The printer can handle up to 15 sheets of paper at a time. The feeding mechanism takes paper stacked up against the back of the open lid and pushes it past the print heads and up again in the same way as a typewriter. I was expecting this to result in paper curl, but there wasn't any I could detect.

To install the colour option, all you have to do is use the supplied driver disk in the same way as for monochrome. The printer then appears as an Olichrome JP-90. The black print head is swapped for a colour one in a simple process, although the fragility of the head carrier gives some cause for concern for long-term usage. Colour quality is about average, but the JP-90 does cope surprisingly well with flesh tones in photographs, as well as the more usual coloured charts and graphs of a PowerPoint presentation. It did an excellent job of printing a full-page PowerPoint slide, despite taking more than ten minutes.

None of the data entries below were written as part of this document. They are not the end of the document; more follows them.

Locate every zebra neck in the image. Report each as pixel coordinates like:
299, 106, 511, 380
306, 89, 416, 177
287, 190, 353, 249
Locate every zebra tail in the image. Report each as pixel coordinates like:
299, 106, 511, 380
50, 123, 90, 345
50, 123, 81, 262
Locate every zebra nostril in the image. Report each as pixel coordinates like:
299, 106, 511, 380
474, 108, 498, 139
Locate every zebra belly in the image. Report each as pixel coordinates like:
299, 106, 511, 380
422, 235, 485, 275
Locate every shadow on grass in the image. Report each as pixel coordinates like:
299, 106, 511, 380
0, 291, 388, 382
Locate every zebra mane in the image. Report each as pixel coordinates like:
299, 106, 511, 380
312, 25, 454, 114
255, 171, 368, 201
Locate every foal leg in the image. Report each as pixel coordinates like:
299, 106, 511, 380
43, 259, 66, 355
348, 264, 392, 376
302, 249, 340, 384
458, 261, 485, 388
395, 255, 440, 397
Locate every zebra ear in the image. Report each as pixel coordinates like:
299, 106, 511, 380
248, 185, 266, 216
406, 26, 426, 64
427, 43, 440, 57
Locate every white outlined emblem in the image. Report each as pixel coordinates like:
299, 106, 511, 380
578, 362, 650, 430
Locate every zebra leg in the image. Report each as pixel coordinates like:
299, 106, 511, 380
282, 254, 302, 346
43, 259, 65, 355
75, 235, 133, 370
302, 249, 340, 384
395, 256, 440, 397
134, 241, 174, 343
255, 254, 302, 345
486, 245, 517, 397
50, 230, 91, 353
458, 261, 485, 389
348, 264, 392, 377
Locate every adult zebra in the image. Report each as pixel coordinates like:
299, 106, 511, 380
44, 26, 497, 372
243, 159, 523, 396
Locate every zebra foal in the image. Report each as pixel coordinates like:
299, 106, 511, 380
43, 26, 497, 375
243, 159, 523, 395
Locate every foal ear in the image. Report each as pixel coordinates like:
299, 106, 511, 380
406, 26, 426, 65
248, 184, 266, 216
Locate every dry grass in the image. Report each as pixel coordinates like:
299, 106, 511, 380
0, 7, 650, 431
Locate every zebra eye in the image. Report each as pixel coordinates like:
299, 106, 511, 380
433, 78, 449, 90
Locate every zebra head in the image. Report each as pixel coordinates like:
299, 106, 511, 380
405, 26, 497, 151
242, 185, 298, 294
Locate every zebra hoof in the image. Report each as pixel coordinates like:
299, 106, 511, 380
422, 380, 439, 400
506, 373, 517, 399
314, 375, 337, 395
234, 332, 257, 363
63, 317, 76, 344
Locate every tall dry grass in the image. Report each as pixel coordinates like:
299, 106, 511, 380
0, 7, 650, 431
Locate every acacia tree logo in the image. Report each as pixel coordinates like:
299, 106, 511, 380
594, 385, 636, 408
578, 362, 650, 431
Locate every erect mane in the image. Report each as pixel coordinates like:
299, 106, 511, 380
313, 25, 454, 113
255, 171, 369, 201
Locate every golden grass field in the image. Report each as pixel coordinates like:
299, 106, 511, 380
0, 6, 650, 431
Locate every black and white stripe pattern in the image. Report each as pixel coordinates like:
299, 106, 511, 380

Unlike many printers, the JP-90 lets you replace the ink cartridges independently of the print head. Olivetti has a series of packages for cartridge and print head replacement to suit both occasional and heavier users. This is most economical with the monochrome option, as when one of the colour modules runs out, you have to replace the lot.

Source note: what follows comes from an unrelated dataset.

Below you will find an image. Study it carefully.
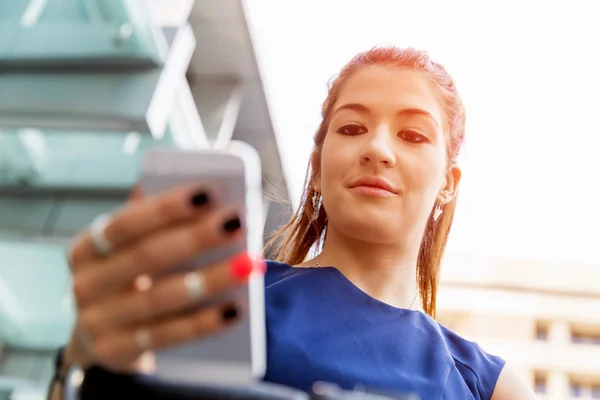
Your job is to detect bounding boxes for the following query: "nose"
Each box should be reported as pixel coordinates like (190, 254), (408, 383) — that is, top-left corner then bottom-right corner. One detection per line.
(361, 127), (396, 167)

The basic black ink kit comprises a print head and three refill bottles. The print head can be refilled about 26 times before needing to be replaced. This kit will print around 280,000 characters, which is roughly 550 pages and costs £31.52. At around 6p per page this is quite expensive. However, you can then buy six ink bottle packs for £7.67 which will last up to 360,000 characters at just over 1p per page - until your print head needs replacing.

Colour printing is much more expensive. The most economical option includes four 'tricolour' refills and a print head for £51.99. This will be good for around 300 pages at eight per cent coverage, or 17p per page. My rusty maths suggests that, at that rate, it will only last around 30-40 pages of full page colour PowerPoint slides, nearly £2 per page.

Overall, however, this is a compact printer ideally suited to a life on the road next to your portable, although the price is a little high. Monochrome printing is quick, economical and of good quality on all paper types, and I'd stick to that apart from occasional, fairly light, colour use.

By Kevin Partner

SPECIFICATIONS:
300dpi inkjet printer, 3ppm, Windows 3.1 and Windows 95 drivers included, battery or mains operated. Running costs: monochrome kit £31.52 for 550 pages, refills £7.67 for 700 pages, colour kit £51.99 for 300 pages at 8 per cent = 1.1p per page mono, 17p per page colour.